日本の交通と電子決済を支えるSuicaだって、それを構成する理論はとある博士論文に書かれている。椎橋章夫氏の「異種統合型情報サービスシステムにおける自律分散アシュアランス技術の研究」がそれだ。分散システムに関心ある技術者は読んでみるのをおすすめする。
2019/7/5 4:43

このように多くの人達が書いてきた、論文や仕様書やプログラムなどの概念的なものによって、わたしたちの日々の通信や支払いなどの、あたりまえに思える行動が支援されていることに思いを馳せるのはおもしろい。
2019/7/5 4:44

人類の知性を間借りする

考えてみると、人は単体で存在できるものではない。もしも赤子が大自然に単身で放り出されたとしたら、生き延びられる可能性はないだろう。人は誰でも教育と知識を得てこそ人で有り得る。

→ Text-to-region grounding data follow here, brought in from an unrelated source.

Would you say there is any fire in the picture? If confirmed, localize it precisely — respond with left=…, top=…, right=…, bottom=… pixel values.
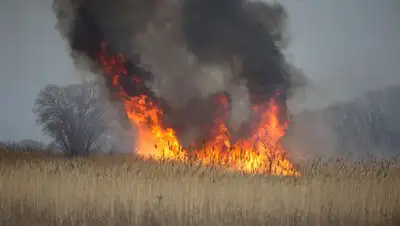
left=98, top=42, right=299, bottom=176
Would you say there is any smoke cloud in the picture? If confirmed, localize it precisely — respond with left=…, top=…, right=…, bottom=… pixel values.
left=52, top=0, right=306, bottom=148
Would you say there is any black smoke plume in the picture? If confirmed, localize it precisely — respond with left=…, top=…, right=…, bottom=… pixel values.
left=52, top=0, right=303, bottom=149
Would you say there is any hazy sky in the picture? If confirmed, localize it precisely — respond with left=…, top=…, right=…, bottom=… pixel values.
left=0, top=0, right=399, bottom=142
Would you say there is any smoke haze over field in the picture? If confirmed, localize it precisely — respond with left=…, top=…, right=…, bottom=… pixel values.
left=0, top=0, right=399, bottom=157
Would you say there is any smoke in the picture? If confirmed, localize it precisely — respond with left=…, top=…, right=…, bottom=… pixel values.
left=52, top=0, right=305, bottom=148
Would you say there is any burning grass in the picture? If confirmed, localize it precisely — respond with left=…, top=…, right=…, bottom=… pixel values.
left=98, top=42, right=299, bottom=176
left=124, top=95, right=298, bottom=176
left=1, top=148, right=400, bottom=226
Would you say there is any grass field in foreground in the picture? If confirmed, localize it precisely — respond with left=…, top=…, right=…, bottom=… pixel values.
left=0, top=148, right=400, bottom=226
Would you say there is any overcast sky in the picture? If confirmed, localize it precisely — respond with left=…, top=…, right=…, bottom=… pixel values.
left=0, top=0, right=399, bottom=142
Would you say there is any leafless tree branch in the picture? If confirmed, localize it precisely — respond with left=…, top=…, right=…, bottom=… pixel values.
left=33, top=83, right=110, bottom=157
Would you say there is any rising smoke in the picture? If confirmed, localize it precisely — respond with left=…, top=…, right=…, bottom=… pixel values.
left=52, top=0, right=306, bottom=149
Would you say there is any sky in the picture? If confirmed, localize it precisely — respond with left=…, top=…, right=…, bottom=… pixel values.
left=282, top=0, right=400, bottom=112
left=0, top=0, right=399, bottom=143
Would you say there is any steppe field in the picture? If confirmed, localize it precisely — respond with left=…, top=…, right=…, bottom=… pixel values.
left=1, top=147, right=400, bottom=226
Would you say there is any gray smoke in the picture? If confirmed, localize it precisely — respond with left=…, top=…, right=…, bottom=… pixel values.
left=52, top=0, right=306, bottom=148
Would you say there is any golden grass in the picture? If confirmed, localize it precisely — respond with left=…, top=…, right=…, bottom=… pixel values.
left=1, top=148, right=400, bottom=226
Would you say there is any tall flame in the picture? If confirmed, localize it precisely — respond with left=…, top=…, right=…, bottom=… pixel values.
left=98, top=41, right=299, bottom=176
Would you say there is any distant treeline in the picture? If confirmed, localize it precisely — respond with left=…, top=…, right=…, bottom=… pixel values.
left=286, top=85, right=400, bottom=158
left=0, top=140, right=60, bottom=153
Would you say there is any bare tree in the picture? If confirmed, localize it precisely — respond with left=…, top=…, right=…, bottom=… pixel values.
left=33, top=83, right=110, bottom=157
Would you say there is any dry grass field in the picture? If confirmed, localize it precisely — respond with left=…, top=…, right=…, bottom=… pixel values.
left=1, top=147, right=400, bottom=226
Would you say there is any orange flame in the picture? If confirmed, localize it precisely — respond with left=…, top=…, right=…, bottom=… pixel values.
left=98, top=42, right=299, bottom=176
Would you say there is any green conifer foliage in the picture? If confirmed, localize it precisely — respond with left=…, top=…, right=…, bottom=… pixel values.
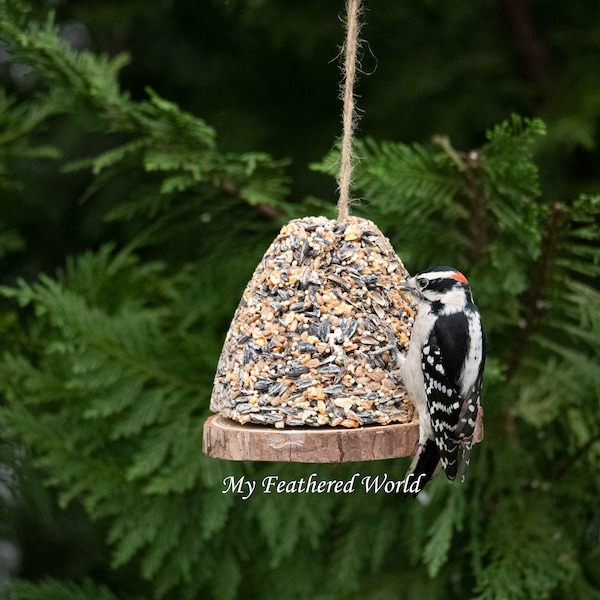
left=0, top=2, right=599, bottom=599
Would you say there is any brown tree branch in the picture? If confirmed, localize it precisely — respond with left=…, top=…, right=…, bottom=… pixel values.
left=506, top=202, right=568, bottom=379
left=432, top=137, right=489, bottom=266
left=498, top=0, right=554, bottom=98
left=550, top=431, right=600, bottom=482
left=465, top=151, right=489, bottom=266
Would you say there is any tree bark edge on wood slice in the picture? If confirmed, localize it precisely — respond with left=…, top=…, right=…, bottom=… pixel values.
left=202, top=407, right=483, bottom=463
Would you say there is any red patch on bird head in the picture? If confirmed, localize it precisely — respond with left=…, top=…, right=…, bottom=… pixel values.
left=450, top=271, right=468, bottom=284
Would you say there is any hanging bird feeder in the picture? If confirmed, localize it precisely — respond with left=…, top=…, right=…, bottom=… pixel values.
left=202, top=0, right=483, bottom=463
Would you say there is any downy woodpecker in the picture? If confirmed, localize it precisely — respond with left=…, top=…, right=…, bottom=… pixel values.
left=400, top=266, right=485, bottom=495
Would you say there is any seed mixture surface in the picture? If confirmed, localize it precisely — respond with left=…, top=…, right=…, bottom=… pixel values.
left=210, top=216, right=417, bottom=428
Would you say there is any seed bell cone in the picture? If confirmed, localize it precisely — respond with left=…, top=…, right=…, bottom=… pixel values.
left=210, top=215, right=417, bottom=429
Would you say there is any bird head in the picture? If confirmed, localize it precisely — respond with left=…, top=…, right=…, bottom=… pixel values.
left=399, top=266, right=473, bottom=310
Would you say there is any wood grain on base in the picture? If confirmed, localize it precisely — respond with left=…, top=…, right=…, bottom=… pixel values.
left=202, top=407, right=483, bottom=463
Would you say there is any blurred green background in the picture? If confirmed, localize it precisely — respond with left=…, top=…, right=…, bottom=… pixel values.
left=2, top=0, right=599, bottom=276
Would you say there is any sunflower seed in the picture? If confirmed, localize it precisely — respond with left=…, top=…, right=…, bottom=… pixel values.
left=370, top=289, right=388, bottom=306
left=318, top=363, right=341, bottom=375
left=297, top=341, right=317, bottom=353
left=340, top=317, right=358, bottom=340
left=287, top=365, right=310, bottom=378
left=290, top=301, right=306, bottom=312
left=323, top=384, right=344, bottom=395
left=268, top=382, right=289, bottom=395
left=254, top=378, right=273, bottom=391
left=318, top=319, right=332, bottom=342
left=294, top=377, right=315, bottom=392
left=327, top=273, right=352, bottom=291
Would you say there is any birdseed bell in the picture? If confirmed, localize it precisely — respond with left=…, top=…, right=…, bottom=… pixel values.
left=203, top=216, right=424, bottom=462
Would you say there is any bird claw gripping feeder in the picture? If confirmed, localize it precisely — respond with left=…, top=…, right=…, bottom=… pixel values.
left=202, top=0, right=483, bottom=464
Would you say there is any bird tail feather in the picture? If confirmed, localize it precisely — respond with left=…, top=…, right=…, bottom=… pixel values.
left=403, top=438, right=442, bottom=497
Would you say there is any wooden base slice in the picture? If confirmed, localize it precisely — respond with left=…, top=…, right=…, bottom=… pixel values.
left=202, top=408, right=483, bottom=463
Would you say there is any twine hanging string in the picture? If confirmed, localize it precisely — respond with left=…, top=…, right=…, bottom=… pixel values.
left=337, top=0, right=362, bottom=222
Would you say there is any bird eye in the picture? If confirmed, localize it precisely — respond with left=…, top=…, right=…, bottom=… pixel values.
left=417, top=277, right=429, bottom=289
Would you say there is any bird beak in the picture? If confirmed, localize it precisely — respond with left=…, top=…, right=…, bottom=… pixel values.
left=398, top=277, right=416, bottom=293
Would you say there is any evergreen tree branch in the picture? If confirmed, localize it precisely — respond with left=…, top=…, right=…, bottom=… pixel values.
left=506, top=201, right=568, bottom=379
left=0, top=3, right=293, bottom=217
left=549, top=431, right=600, bottom=483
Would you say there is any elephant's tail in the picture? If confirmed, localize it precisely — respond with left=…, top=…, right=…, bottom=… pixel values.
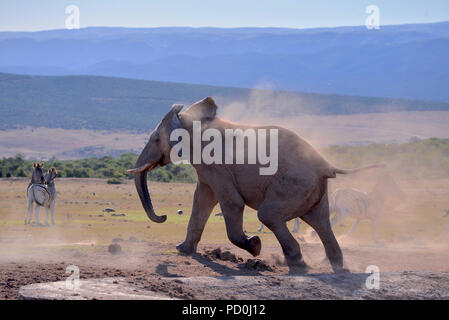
left=327, top=163, right=386, bottom=177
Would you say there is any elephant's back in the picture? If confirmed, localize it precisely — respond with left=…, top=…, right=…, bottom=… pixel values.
left=277, top=127, right=334, bottom=175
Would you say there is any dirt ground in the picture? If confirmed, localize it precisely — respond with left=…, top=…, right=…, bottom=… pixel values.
left=1, top=177, right=448, bottom=299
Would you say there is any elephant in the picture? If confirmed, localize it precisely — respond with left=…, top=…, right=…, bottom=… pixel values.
left=128, top=97, right=385, bottom=272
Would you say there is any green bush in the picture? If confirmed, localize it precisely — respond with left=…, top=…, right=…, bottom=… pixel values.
left=107, top=178, right=123, bottom=184
left=0, top=152, right=197, bottom=183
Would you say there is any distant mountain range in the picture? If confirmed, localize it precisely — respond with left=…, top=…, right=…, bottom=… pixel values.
left=0, top=22, right=448, bottom=101
left=1, top=72, right=448, bottom=131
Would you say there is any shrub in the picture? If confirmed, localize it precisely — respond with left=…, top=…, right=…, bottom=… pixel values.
left=107, top=178, right=122, bottom=184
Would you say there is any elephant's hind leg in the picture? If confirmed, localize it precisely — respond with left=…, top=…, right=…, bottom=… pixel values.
left=301, top=195, right=345, bottom=273
left=258, top=204, right=308, bottom=271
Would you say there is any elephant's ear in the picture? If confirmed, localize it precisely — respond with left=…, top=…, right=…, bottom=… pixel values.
left=162, top=104, right=183, bottom=126
left=183, top=97, right=217, bottom=120
left=162, top=104, right=184, bottom=146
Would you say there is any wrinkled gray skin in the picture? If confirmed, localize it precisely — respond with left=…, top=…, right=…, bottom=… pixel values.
left=129, top=97, right=385, bottom=272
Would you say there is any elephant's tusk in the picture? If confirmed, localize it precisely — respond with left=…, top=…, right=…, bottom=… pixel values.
left=127, top=163, right=158, bottom=174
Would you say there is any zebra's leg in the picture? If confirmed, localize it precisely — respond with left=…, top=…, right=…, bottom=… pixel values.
left=257, top=223, right=264, bottom=233
left=435, top=224, right=449, bottom=242
left=26, top=198, right=33, bottom=224
left=34, top=205, right=42, bottom=225
left=45, top=205, right=49, bottom=225
left=347, top=219, right=359, bottom=236
left=51, top=201, right=56, bottom=225
left=330, top=210, right=347, bottom=228
left=292, top=218, right=300, bottom=233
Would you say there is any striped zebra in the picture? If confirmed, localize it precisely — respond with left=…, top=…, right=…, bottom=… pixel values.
left=25, top=164, right=58, bottom=226
left=329, top=174, right=405, bottom=243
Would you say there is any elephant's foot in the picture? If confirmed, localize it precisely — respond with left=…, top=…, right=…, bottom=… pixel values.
left=327, top=256, right=347, bottom=273
left=329, top=258, right=349, bottom=273
left=333, top=266, right=350, bottom=273
left=285, top=253, right=309, bottom=274
left=246, top=236, right=261, bottom=257
left=176, top=241, right=197, bottom=255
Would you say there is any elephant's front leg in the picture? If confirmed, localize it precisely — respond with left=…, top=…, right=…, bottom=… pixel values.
left=176, top=182, right=217, bottom=254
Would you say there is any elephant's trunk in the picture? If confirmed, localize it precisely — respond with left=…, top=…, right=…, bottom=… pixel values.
left=134, top=168, right=167, bottom=223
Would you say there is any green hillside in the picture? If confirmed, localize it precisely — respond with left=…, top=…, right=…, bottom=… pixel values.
left=1, top=72, right=448, bottom=131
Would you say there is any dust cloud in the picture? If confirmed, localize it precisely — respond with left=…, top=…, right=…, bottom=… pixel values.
left=217, top=88, right=449, bottom=253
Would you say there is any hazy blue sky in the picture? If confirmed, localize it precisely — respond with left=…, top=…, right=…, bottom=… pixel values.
left=0, top=0, right=448, bottom=31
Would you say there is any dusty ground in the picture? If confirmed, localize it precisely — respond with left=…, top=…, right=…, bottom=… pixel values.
left=0, top=177, right=448, bottom=299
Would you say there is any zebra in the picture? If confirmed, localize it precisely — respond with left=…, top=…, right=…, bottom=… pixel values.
left=258, top=218, right=301, bottom=233
left=25, top=163, right=46, bottom=225
left=329, top=174, right=405, bottom=244
left=25, top=164, right=58, bottom=226
left=43, top=167, right=58, bottom=225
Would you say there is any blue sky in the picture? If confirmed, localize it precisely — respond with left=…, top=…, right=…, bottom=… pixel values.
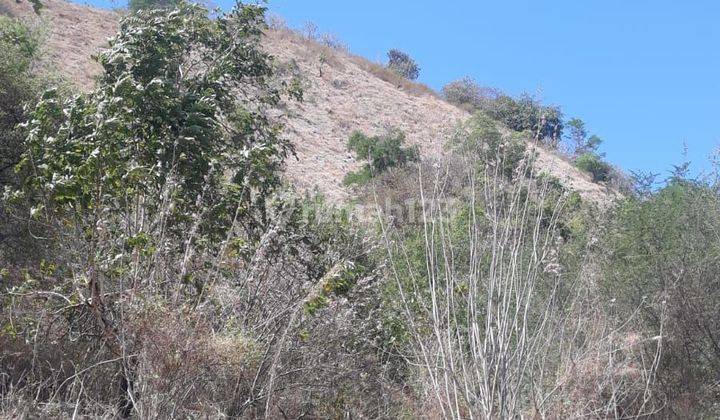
left=88, top=0, right=720, bottom=178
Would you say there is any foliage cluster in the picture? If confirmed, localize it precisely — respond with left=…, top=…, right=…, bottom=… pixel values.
left=0, top=16, right=47, bottom=260
left=386, top=48, right=420, bottom=80
left=128, top=0, right=179, bottom=12
left=0, top=5, right=402, bottom=418
left=601, top=178, right=720, bottom=416
left=343, top=130, right=419, bottom=186
left=443, top=78, right=563, bottom=145
left=450, top=112, right=529, bottom=179
left=575, top=152, right=612, bottom=182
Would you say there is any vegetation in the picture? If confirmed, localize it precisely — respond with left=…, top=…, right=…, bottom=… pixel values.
left=601, top=177, right=720, bottom=417
left=0, top=16, right=42, bottom=183
left=443, top=77, right=564, bottom=146
left=566, top=117, right=602, bottom=156
left=2, top=2, right=720, bottom=418
left=575, top=151, right=612, bottom=182
left=386, top=48, right=420, bottom=80
left=442, top=76, right=500, bottom=111
left=343, top=130, right=419, bottom=186
left=128, top=0, right=179, bottom=12
left=0, top=16, right=47, bottom=260
left=0, top=5, right=390, bottom=418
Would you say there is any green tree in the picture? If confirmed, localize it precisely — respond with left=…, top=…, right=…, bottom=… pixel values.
left=13, top=1, right=290, bottom=241
left=566, top=117, right=602, bottom=156
left=5, top=4, right=291, bottom=413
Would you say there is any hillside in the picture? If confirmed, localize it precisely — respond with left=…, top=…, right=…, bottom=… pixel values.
left=6, top=2, right=720, bottom=418
left=1, top=0, right=616, bottom=204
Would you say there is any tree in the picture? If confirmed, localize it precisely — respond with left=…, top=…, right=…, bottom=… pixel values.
left=386, top=49, right=420, bottom=80
left=6, top=2, right=293, bottom=414
left=566, top=117, right=602, bottom=156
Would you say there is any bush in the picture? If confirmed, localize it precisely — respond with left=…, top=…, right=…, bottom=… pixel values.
left=442, top=77, right=500, bottom=111
left=386, top=49, right=420, bottom=80
left=601, top=180, right=720, bottom=416
left=574, top=152, right=611, bottom=182
left=443, top=84, right=564, bottom=147
left=480, top=93, right=563, bottom=145
left=450, top=113, right=528, bottom=179
left=0, top=16, right=42, bottom=168
left=343, top=130, right=419, bottom=186
left=0, top=17, right=46, bottom=262
left=128, top=0, right=179, bottom=11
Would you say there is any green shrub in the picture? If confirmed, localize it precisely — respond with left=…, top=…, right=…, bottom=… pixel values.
left=450, top=113, right=528, bottom=179
left=601, top=180, right=720, bottom=414
left=0, top=17, right=45, bottom=261
left=479, top=93, right=563, bottom=145
left=128, top=0, right=179, bottom=12
left=442, top=77, right=500, bottom=111
left=386, top=49, right=420, bottom=80
left=0, top=17, right=41, bottom=182
left=574, top=152, right=611, bottom=182
left=343, top=130, right=419, bottom=186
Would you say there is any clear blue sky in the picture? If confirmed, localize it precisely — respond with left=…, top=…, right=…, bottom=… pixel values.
left=87, top=0, right=720, bottom=178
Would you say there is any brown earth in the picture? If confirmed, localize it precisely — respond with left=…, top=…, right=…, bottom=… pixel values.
left=2, top=0, right=618, bottom=205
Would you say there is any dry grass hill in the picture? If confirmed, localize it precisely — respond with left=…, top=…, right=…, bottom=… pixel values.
left=2, top=0, right=616, bottom=205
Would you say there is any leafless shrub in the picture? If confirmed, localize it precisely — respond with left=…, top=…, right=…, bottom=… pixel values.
left=375, top=148, right=663, bottom=418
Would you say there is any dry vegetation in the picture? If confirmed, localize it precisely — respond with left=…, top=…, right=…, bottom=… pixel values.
left=2, top=0, right=614, bottom=206
left=4, top=1, right=717, bottom=418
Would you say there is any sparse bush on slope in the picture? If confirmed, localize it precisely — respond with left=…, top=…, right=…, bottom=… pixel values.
left=442, top=78, right=564, bottom=147
left=575, top=152, right=612, bottom=182
left=442, top=76, right=500, bottom=111
left=128, top=0, right=179, bottom=12
left=343, top=130, right=419, bottom=186
left=482, top=93, right=564, bottom=145
left=450, top=112, right=529, bottom=179
left=386, top=48, right=420, bottom=80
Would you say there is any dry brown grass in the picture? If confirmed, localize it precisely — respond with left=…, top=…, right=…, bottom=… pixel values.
left=1, top=0, right=616, bottom=207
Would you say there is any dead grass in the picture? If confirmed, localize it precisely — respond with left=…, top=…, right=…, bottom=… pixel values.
left=349, top=55, right=439, bottom=98
left=1, top=0, right=616, bottom=207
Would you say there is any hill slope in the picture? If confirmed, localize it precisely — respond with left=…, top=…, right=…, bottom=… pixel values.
left=2, top=0, right=616, bottom=204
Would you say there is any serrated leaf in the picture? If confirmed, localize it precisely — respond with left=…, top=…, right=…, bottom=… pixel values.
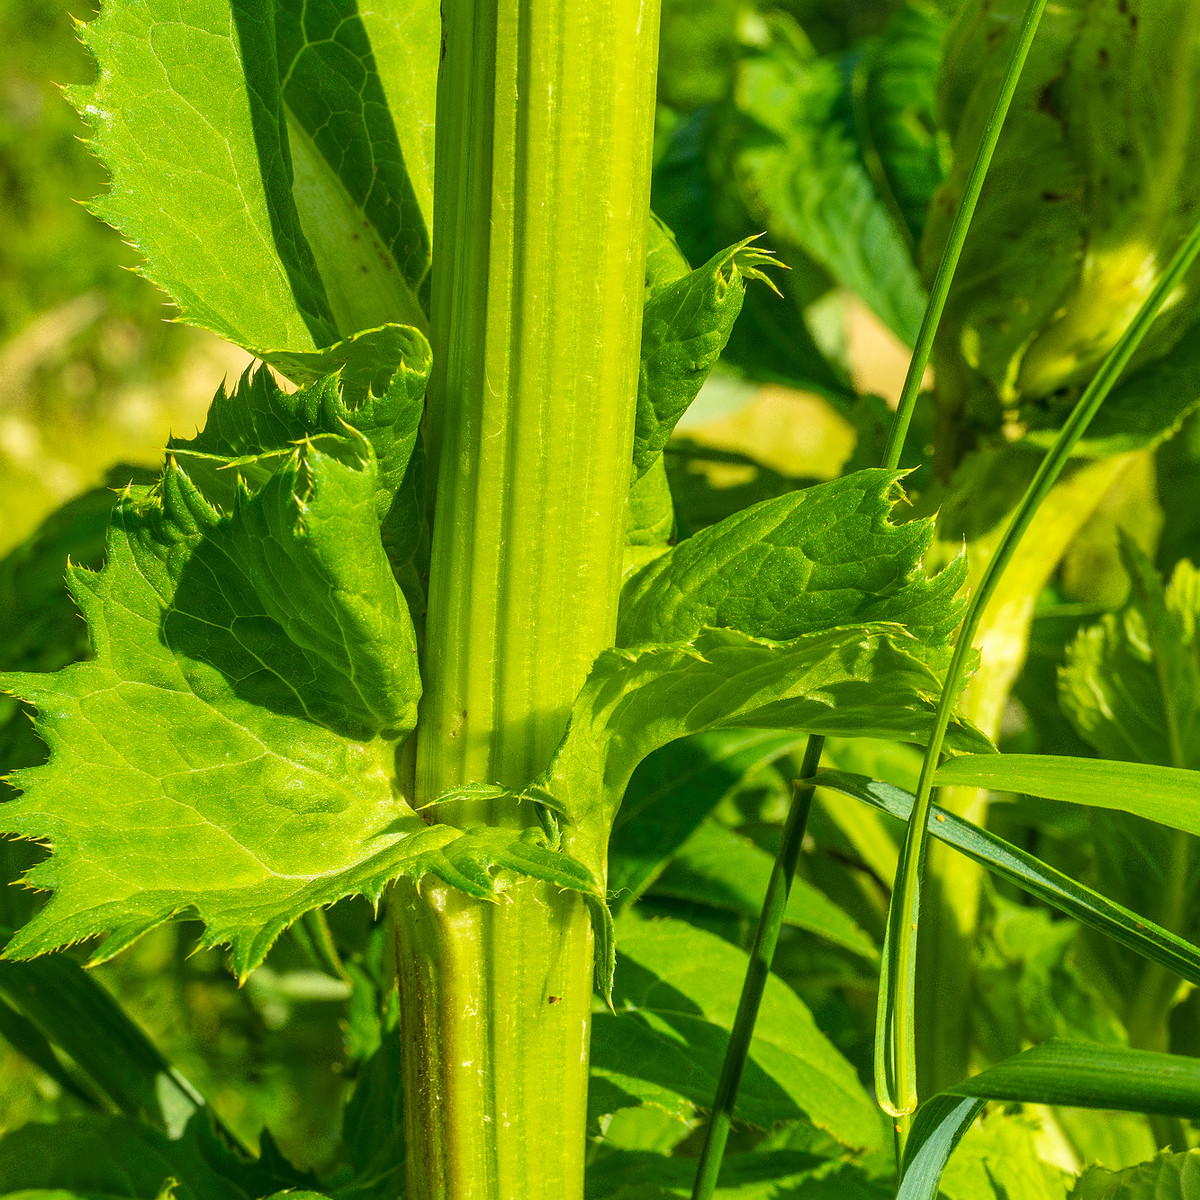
left=1, top=373, right=599, bottom=973
left=645, top=212, right=691, bottom=296
left=609, top=730, right=800, bottom=904
left=634, top=238, right=778, bottom=480
left=68, top=0, right=439, bottom=361
left=617, top=469, right=966, bottom=650
left=537, top=624, right=991, bottom=877
left=1070, top=1150, right=1200, bottom=1200
left=715, top=21, right=927, bottom=345
left=68, top=0, right=339, bottom=354
left=854, top=2, right=949, bottom=249
left=651, top=819, right=878, bottom=961
left=589, top=913, right=883, bottom=1150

人間の知性は社会の知性の部分的なコピーだという考え方もあって、たぶん正しいと思う。

kawango.hatenablog.com

2019/7/5 4:46

そうであるとするなら、個人としての知識を補強して脆弱性を減らすためには、意図的に巨人の肩に乗っていくことが効果的で、それによって見える世界も広がるし、到達できる場所も多くなるのだろう。そのために、コンピュータ技術者たちはアルゴリズムやデータ構造や計算理論を知ろうとするのだろう。
2019/7/5 4:48

知らなかった人達や、知らなかった自分と向き合う

だから、書を抱え、ペンを取ろう。私達が向き合うべきなのは、どこか遠くの無能な経営者ではなく、自分の身近にいる技術にさほど詳しくない人達なのだと思う。例えば上司や友人や家族が、危ない決断を下そうとしたときに確実に説得できる理論や言葉や信頼を持つためには、日々の努力が要るように思う。